Growing up second-generation Khmer means being used to certain things you don’t realize are different from the norm until later, after more exposure to mainstream American culture. This is especially true in the kitchen.
It was natural to me that a backyard would contain herbs and vegetables for cooking until I later realized that this was not the case in many other households. I was used to seeing whole cooked fish by the time I saw Julia Child demonstrate it.
I can’t help but compare Alton Brown’s contraption-filled cooking methods to those of my mother and grandmother. A mortar and pestle, a sharp knife of whatever shape or size, a large wooden cutting board, pots and pans of varying quality were all they ever seemed to use. And their food was always delicious.

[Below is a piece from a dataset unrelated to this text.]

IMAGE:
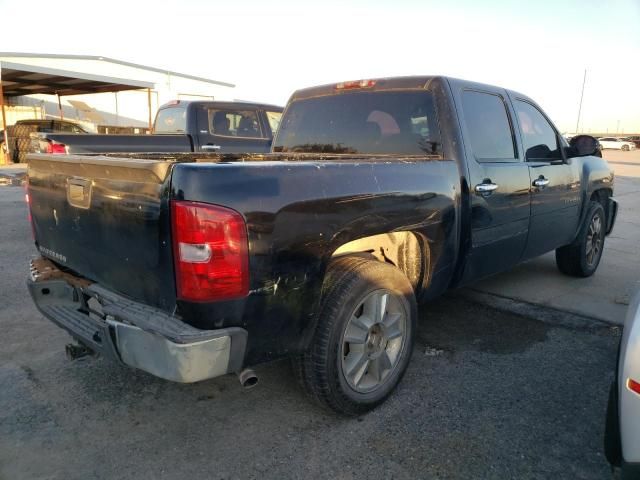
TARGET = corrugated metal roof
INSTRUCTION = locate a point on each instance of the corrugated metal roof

One of Alton Brown’s episodes about cooking whole fish included an enclosure he created in order to scale the fish himself. It was a plastic tub with two arm-sized holes cut out of it where rubber gloves allowed him to slip his hands inside to work with the fish. It looked almost like an incubator for a premature infant with a fish inside it instead of a baby. The point was to keep the mess of scales in the container, sanitation being highly emphasized on his show.
I think of my mother, my grandmothers, my aunts, sitting on a small, low stool in the backyard, newspapers covered with fish scales all around them, their knives moving erratically and expertly at once.
They just rolled up the newspaper and washed their hands.
hahaha this is the way my family cleans fish to except some people (one person in particular) is afraid of fish heads so they are usually cut off and not eaten. People who are not use to the traditional way of cleaning fish would love that strange contraption.